Buyer groups and card companies breathed a sigh of relief in
late November when the European Commission confirmed an exemption for corporate
payments from new payment security standards that require strong customer
authentication. SCA is a secondary verification of the payer's identity, such
as keying in a PIN number received by text, every time the payer makes a remote
payment. It's a great idea for reducing high levels of fraud in consumer
payments, but it's a lousy idea for corporate mechanisms like central lodge
cards, for which no individual is identifiable with the payment and for which
fraud levels are low anyway.
The capacity for SCA to cripple the lodge card process was
blindingly obvious to anyone in corporate travel but not to the European
Banking Authority, which drafted the standards at the European Commission's
behest in early 2017. With the EBA impervious to argument, thus began frantic
lobbying of the European Commission to insert an exemption for corporate
payments. The commission listened and drafted a carve-out. The EBA protested.
The commission held its ground, and the exemption survived into publication of
the commission's final draft.
Many associations, companies and individuals contributed
valiantly to saving managed travel from a whole world of pain. But one of the
most active campaigners was AirPlus' Patrick Diemer, who personally led
lobbying of German regulators, European parliamentarians and the European
Commission itself and was perhaps the first to draw business travel's attention
to the brewing storm. "The major achievement was to make regulators aware
of the specifics of corporate requirements because this regulation was created
with consumer protection in mind," said Diemer.

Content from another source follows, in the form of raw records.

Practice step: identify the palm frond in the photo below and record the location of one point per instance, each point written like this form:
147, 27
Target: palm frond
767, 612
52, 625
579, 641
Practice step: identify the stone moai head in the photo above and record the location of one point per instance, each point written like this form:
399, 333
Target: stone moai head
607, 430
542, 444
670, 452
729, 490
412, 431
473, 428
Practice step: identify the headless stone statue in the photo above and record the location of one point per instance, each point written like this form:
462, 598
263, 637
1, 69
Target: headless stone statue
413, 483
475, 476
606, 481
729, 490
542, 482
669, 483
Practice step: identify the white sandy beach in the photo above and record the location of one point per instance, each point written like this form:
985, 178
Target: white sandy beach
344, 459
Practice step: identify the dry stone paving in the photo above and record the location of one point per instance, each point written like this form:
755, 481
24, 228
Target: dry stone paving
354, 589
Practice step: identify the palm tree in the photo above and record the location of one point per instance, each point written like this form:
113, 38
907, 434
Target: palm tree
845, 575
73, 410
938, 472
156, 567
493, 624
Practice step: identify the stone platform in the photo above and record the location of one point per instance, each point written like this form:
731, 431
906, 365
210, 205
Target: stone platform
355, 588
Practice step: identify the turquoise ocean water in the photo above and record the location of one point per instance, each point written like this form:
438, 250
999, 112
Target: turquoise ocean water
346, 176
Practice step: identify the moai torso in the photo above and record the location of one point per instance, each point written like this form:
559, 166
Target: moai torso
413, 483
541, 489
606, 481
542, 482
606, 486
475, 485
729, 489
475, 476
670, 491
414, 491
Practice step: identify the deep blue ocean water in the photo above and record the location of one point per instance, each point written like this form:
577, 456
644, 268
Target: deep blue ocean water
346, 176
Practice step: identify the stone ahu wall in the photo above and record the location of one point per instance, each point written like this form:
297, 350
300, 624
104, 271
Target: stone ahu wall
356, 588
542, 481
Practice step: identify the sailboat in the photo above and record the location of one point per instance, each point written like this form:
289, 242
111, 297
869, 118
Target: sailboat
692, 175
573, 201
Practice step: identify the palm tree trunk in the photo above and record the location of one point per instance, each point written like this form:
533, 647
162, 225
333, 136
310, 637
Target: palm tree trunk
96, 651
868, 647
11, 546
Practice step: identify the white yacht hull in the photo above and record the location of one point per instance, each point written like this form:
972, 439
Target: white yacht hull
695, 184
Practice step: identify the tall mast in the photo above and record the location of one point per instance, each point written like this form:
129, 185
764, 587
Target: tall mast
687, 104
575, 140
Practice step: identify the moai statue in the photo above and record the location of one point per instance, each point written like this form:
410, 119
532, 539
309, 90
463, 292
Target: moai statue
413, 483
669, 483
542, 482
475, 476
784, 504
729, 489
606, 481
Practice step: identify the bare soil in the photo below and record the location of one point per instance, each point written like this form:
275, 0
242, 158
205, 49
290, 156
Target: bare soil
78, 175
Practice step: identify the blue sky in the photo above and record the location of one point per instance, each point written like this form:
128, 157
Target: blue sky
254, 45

Even with exemption all but assured, work remains. "We
have some cards which count as consumer cards anyway," Diemer said,
referring to individual pay company cards that are heavily used in Germany. The
travel industry also needs to introduce SCA for leisure customers. Diemer has
therefore launched a working group of payment providers, global distribution
systems and other relevant parties to create an industry standard for
integrating SCA into the travel payment process.